I’m plugging away at my epic that draws themes from the stories of Iphigenia in a far-future setting, and I’m near the end of a part of it that I know will have to be significantly overhauled (Book 5, which has a target of 120K for length; I’m currently a few K over) — but at least it’s good to have all of this down on paper.

I can’t create the story I want until I have a draft of all 1.3 million words or so, and I anticipate that only 20-30% of the words will be the same as the words in the final version. Also, the continuity edits will be a monster.

Word Count

I saved this for last because word count is not an accurate reflection of how much time and effort I spend writing. I can say that after I subscribed to RescueTime premium, it became much easier to pull out the amount of time I was spending on creative writing and librarian article work.

After my account integration, I spent 124 hours in Scrivener writing, 11 hours in Overleaf working on conlangs and worldbuilding, 12 hours in Microsoft Word proofreading/typesetting/&c, and about 2 hours of time in Typora and MWeb reviewing character notes and the like. Total = ~149 hours

Before my account integration, my informal tallies of “Design and Composition”-category time — which includes Scrivener, Word, and the like, only I can’t break out the stats — was somewhere in the ballpark of 205 hours.

The total, of course, is ~354 hours of creative time. This doesn’t include any of the time I spent reading through my writing offline or in my ereading app to proofread novellas or stories, and it also does not account for the fact that I do most early poetry drafts in longhand.

I wrote 321,000 words this year. This was divided among the various novella, short story, podcast, and novel projects I have.
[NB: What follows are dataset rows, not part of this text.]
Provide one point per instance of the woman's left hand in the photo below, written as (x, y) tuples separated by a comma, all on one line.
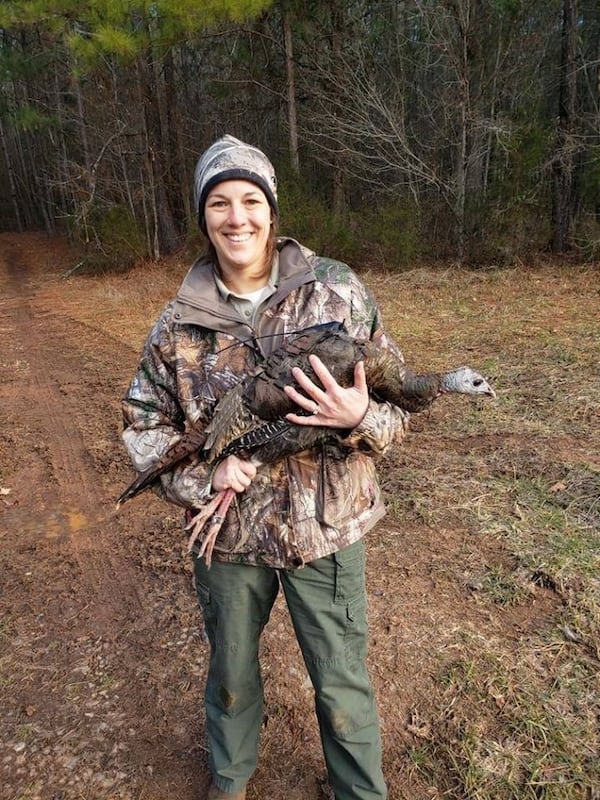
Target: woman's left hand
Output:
[(332, 406)]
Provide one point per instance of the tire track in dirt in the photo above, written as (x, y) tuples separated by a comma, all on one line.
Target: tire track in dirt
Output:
[(55, 385)]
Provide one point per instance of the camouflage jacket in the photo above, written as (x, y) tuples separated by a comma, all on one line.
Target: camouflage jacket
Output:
[(306, 506)]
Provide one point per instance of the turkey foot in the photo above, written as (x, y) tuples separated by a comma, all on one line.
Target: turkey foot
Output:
[(215, 511)]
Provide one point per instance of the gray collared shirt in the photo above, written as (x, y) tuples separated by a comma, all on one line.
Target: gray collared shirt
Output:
[(246, 304)]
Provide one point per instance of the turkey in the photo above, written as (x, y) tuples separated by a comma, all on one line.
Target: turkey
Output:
[(249, 421)]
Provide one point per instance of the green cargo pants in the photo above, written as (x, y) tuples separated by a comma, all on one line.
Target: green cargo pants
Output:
[(327, 605)]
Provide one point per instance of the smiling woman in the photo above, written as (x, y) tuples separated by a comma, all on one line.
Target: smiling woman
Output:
[(297, 524), (239, 222)]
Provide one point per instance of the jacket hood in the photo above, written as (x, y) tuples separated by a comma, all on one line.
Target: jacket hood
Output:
[(199, 301)]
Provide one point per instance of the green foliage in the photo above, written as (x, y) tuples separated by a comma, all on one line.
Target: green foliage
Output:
[(393, 232), (95, 28)]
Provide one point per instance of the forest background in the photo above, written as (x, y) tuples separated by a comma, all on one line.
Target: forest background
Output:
[(403, 131)]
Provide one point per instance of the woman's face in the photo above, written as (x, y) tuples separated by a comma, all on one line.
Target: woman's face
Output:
[(238, 223)]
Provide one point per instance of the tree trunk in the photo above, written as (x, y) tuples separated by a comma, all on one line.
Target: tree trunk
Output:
[(11, 179), (291, 93), (563, 166)]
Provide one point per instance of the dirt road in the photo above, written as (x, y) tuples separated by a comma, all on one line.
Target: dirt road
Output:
[(91, 639)]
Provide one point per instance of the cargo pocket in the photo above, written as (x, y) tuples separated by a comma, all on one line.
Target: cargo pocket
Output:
[(350, 591)]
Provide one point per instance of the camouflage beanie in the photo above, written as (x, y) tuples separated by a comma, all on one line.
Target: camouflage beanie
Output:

* Tangent: I hate the new Sabrina, but I grew up Neopagan in the Midwest during the Satanic Panic, so the feelings I have about its centering of Christianity and the potential damage its portrayals can do to Wicca, Neopaganisms, and witchcraft are not trivial. I agree with many of the opinions expressed in this article — I am also very anxious about a new Satanic Panic, probably because of what happened to me during the first one when I was still a child. The writers in Sabrina even named their student reading club “WICCA,” which will eventually distort Google search results for anyone trying to look up non-fandom-related content online. My experiences as a religious minority in Missouri as a kid have contributed to so much of my adult outlook in good and bad ways. In a good way, they taught me to value religious freedom and pluralism and to stand up for my core values. In a bad way, growing up in a religious minority and worshipping many gods worsened the bullying I experienced as a kid, and I am not over what happened to me psychologically. I think that the best way to improve rep and shift the dial towards the positive is to deliberately focus on writing characters from a background similar — but not necessarily identical — to mine.